Shinkame Shuzo was established 1848 and the 8th generation, in my importer Carrie's words, "he's amazing, he tastes every day, he drinks an isshobin every day to keep his palate trained." The brewery is tucked away in the remotest area of Saitama surrounded by bamboo forest and the operation is super tiny. You feel like Shinkame started as a very small brewery but because they've been around so long and they age everything, there is this unbelievable, surreal sprawl: countless tanks are scattered throughout the property. Walking around the Shinkame bamboo forest is waking through a maze, big containers tucked in every nook and cranny, 6-7 kiloliters each, storing stuff since the Showa period.
So the brewery is really efficient but also really old, doing with whatever space they can. Rice steaming is done in a square Koshiki (very rare, localized to Saitama and Niigata) which the president says is easier to maintain and for cleanliness. The brewery has 9 kurabito and 18 total employees. All live on site in a little house and are employed year round but don't brew year round, starting in September and ending in late March. The incredible maintenance of back vintage sake occupies the workers in the off season.

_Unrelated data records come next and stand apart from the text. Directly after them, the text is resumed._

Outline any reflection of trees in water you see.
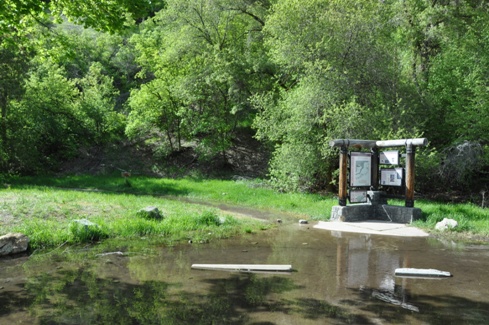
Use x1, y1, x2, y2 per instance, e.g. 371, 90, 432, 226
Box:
7, 251, 489, 325
18, 269, 361, 324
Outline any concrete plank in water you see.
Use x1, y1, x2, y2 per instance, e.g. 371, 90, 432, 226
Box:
314, 221, 429, 237
394, 268, 452, 278
192, 264, 292, 272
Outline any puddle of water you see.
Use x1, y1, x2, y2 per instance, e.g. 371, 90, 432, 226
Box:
0, 224, 489, 324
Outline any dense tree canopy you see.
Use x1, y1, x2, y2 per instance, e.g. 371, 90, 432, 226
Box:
0, 0, 489, 191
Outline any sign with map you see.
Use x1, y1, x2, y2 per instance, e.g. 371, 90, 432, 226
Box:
380, 168, 403, 186
350, 190, 367, 203
350, 152, 372, 187
379, 150, 399, 165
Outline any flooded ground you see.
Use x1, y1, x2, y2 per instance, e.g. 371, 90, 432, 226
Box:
0, 222, 489, 325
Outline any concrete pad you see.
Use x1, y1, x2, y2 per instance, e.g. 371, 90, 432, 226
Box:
314, 220, 429, 237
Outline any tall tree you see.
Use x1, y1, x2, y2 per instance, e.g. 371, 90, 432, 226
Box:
130, 0, 271, 161
255, 0, 420, 190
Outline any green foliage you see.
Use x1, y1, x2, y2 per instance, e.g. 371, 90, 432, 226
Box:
126, 0, 271, 160
0, 0, 489, 191
0, 0, 164, 32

Pre-pandemic they were doing 800 koku which is already tiny, but since the pandemic they are producing 550 koku/year. They have this luxury because everything they release is extremely high quality and well aged, so they can afford to contract in size in the short term while making enough to sustain the business.

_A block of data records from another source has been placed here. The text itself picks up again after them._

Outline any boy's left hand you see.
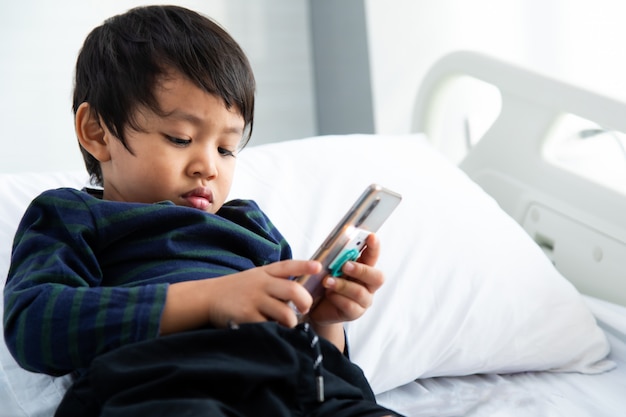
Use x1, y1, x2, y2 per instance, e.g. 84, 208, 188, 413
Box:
309, 234, 384, 325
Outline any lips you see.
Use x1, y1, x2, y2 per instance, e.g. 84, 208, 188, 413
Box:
182, 187, 213, 211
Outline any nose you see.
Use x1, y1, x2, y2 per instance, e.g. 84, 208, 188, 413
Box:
188, 149, 218, 179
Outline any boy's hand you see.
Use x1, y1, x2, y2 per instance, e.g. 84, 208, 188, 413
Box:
310, 234, 384, 326
161, 260, 321, 334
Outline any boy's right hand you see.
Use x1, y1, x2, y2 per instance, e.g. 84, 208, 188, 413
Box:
161, 260, 321, 335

As for the Junmai, officially this is 2 years old but really it's closer to five years. Labeling laws insist that you have to date blended aged sake according to the youngest component, rather than the average.
With such a maze of old tanks, many of which aren't even labeled, and remarkably consistent blends being released year to year one wonders how the president keeps track of everything. He says, "that's why I taste every day. I taste constantly to remember and to intimately know each tank. I've been doing this forever-- I just remember."

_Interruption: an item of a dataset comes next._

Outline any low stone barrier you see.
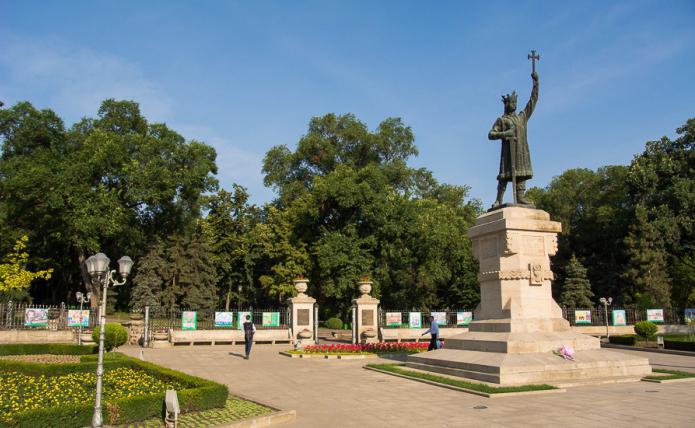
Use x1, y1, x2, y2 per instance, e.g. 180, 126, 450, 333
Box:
379, 327, 468, 342
169, 329, 292, 346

Koji is produced using small boxes (hegi) on a micro scale, stacked 6 wide and 8 high, over 48h. Rice is polished more than average: even the junmaishu uses 55-60% polish rice, and the fermentations are cool (~7C) so that the rice dissolves slowly and delicately. Everything is pressed in unusually tall and narrow fune (traditional wooden lever press) over 2 days. The kasubuai, a measure of the remaining kasu (solids) after pressing is an unbelievable 38% for the junmai, 48% for the daiginjo. They source their rice from relatively unusual places: Yamadanishiki from Tokushima and Tottori, Gohyakumangoku from Chiba. In the president's opinion the quality is better for his purposes: for instance the Yamadanishiki a little shorter and less protein than Hyogo. Only two different yeasts are used for the entire production, 7 and 9.
The president wants Shinkame to be enjoyed at room temperature or warm. Carrie remarked that in an utterly unique maneuver, the president demonstrated during a tasting how to warm sake with a candle. Carefully, he pulled out a candle and started heating a tokkuri over the flame. He knew exactly how to heat it just a few degrees. Never seen this before.